Correlation Between Wah Lee and Amazing Microelectronic
Can any of the company-specific risk be diversified away by investing in both Wah Lee and Amazing Microelectronic at the same time? Although using a correlation coefficient on its own may not help to predict future stock returns, this module helps to understand the diversifiable risk of combining Wah Lee and Amazing Microelectronic into the same portfolio, which is an essential part of the fundamental portfolio management process.
By analyzing existing cross correlation between Wah Lee Industrial and Amazing Microelectronic, you can compare the effects of market volatilities on Wah Lee and Amazing Microelectronic and check how they will diversify away market risk if combined in the same portfolio for a given time horizon. You can also utilize pair trading strategies of matching a long position in Wah Lee with a short position of Amazing Microelectronic. Check out your portfolio center. Please also check ongoing floating volatility patterns of Wah Lee and Amazing Microelectronic.
Diversification Opportunities for Wah Lee and Amazing Microelectronic
0.83 | Correlation Coefficient |
Very poor diversification
The 3 months correlation between Wah and Amazing is 0.83. Overlapping area represents the amount of risk that can be diversified away by holding Wah Lee Industrial and Amazing Microelectronic in the same portfolio, assuming nothing else is changed. The correlation between historical prices or returns on Amazing Microelectronic and Wah Lee is a relative statistical measure of the degree to which these equity instruments tend to move together. The correlation coefficient measures the extent to which returns on Wah Lee Industrial are associated (or correlated) with Amazing Microelectronic. Values of the correlation coefficient range from -1 to +1, where. The correlation of zero (0) is possible when the price movement of Amazing Microelectronic has no effect on the direction of Wah Lee i.e., Wah Lee and Amazing Microelectronic go up and down completely randomly.
Pair Corralation between Wah Lee and Amazing Microelectronic
Assuming the 90 days trading horizon Wah Lee Industrial is expected to under-perform the Amazing Microelectronic. But the stock apears to be less risky and, when comparing its historical volatility, Wah Lee Industrial is 1.2 times less risky than Amazing Microelectronic. The stock trades about -0.29 of its potential returns per unit of risk. The Amazing Microelectronic is currently generating about -0.08 of returns per unit of risk over similar time horizon. If you would invest 8,620 in Amazing Microelectronic on December 29, 2024 and sell it today you would lose (610.00) from holding Amazing Microelectronic or give up 7.08% of portfolio value over 90 days.
Time Period | 3 Months [change] |
Direction | Moves Together |
Strength | Strong |
Accuracy | 100.0% |
Values | Daily Returns |
Wah Lee Industrial vs. Amazing Microelectronic
Performance |
Timeline |
Wah Lee Industrial |
Amazing Microelectronic |
Wah Lee and Amazing Microelectronic Volatility Contrast
Predicted Return Density |
Returns |
Pair Trading with Wah Lee and Amazing Microelectronic
The main advantage of trading using opposite Wah Lee and Amazing Microelectronic positions is that it hedges away some unsystematic risk.
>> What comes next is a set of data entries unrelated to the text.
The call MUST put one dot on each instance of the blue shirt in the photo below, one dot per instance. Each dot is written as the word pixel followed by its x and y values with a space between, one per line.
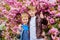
pixel 25 27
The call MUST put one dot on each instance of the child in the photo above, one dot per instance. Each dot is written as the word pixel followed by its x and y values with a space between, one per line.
pixel 25 27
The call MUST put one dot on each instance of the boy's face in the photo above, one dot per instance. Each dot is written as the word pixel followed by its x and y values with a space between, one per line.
pixel 25 20
pixel 32 13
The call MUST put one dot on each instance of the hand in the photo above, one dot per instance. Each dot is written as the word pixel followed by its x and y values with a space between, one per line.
pixel 41 15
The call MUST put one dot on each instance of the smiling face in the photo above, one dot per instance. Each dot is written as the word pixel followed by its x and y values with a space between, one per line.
pixel 24 18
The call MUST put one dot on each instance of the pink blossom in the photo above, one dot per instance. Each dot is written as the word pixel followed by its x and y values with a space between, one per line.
pixel 53 12
pixel 57 15
pixel 52 2
pixel 53 31
pixel 52 21
pixel 14 29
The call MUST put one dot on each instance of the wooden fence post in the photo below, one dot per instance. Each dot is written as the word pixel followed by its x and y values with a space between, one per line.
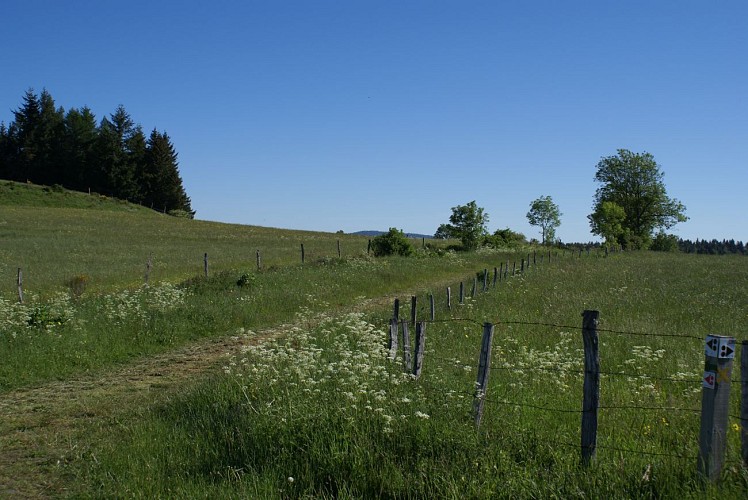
pixel 392 347
pixel 413 309
pixel 744 402
pixel 19 282
pixel 484 369
pixel 148 269
pixel 591 399
pixel 715 401
pixel 407 366
pixel 420 348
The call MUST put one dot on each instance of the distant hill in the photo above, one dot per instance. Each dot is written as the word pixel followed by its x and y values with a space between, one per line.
pixel 377 233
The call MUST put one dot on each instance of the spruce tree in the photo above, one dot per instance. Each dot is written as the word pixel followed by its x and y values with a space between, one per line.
pixel 23 137
pixel 80 160
pixel 164 190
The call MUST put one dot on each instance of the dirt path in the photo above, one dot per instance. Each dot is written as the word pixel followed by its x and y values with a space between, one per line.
pixel 41 428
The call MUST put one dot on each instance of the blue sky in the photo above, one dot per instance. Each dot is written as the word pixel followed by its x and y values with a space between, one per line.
pixel 353 115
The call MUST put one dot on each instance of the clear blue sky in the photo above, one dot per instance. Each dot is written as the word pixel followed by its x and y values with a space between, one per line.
pixel 352 115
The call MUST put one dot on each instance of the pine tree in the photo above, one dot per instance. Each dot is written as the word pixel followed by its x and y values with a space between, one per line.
pixel 116 161
pixel 23 138
pixel 163 184
pixel 49 139
pixel 79 150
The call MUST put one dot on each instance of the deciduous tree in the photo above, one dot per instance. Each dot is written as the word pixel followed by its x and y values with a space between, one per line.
pixel 544 213
pixel 633 182
pixel 467 224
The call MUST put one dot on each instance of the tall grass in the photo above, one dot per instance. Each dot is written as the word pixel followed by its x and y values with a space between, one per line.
pixel 321 411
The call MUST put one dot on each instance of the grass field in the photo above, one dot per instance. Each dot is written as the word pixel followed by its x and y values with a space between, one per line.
pixel 302 401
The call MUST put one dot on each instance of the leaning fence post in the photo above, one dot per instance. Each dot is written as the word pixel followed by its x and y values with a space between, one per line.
pixel 744 401
pixel 148 268
pixel 407 366
pixel 484 368
pixel 715 400
pixel 392 347
pixel 413 309
pixel 19 282
pixel 591 399
pixel 420 348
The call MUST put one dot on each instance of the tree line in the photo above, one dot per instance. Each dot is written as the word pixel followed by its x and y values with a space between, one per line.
pixel 45 144
pixel 713 247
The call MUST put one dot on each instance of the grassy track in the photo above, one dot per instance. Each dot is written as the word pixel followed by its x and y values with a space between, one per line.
pixel 274 384
pixel 321 405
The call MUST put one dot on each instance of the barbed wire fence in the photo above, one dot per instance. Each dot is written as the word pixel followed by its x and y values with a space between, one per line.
pixel 710 457
pixel 714 385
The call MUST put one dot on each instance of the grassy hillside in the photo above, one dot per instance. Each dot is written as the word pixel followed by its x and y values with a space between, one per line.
pixel 320 412
pixel 31 195
pixel 56 236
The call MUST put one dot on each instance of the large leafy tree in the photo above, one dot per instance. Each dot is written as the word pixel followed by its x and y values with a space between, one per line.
pixel 544 213
pixel 467 224
pixel 632 182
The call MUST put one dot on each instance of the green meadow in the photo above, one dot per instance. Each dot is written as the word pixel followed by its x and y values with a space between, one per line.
pixel 305 402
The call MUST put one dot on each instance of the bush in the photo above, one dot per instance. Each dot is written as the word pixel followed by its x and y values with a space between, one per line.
pixel 664 243
pixel 506 238
pixel 392 242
Because of two separate transactions, even if Wah Lee position performs unexpectedly, Amazing Microelectronic can make up some of the losses. Pair trading also minimizes risk from directional movements in the market. For example, if an entire industry or sector drops because of unexpected headlines, the short position in Amazing Microelectronic will offset losses from the drop in Amazing Microelectronic's long position.Wah Lee vs. Copartner Technology Corp | Wah Lee vs. Powertech Industrial Co | Wah Lee vs. Golden Bridge Electech | Wah Lee vs. Well Shin Technology |
Amazing Microelectronic vs. BenQ Medical Technology | Amazing Microelectronic vs. Dimerco Data System | Amazing Microelectronic vs. Cowealth Medical Holding | Amazing Microelectronic vs. Gigastorage Corp |
Check out your portfolio center.Note that this page's information should be used as a complementary analysis to find the right mix of equity instruments to add to your existing portfolios or create a brand new portfolio. You can also try the Crypto Correlations module to use cryptocurrency correlation module to diversify your cryptocurrency portfolio across multiple coins.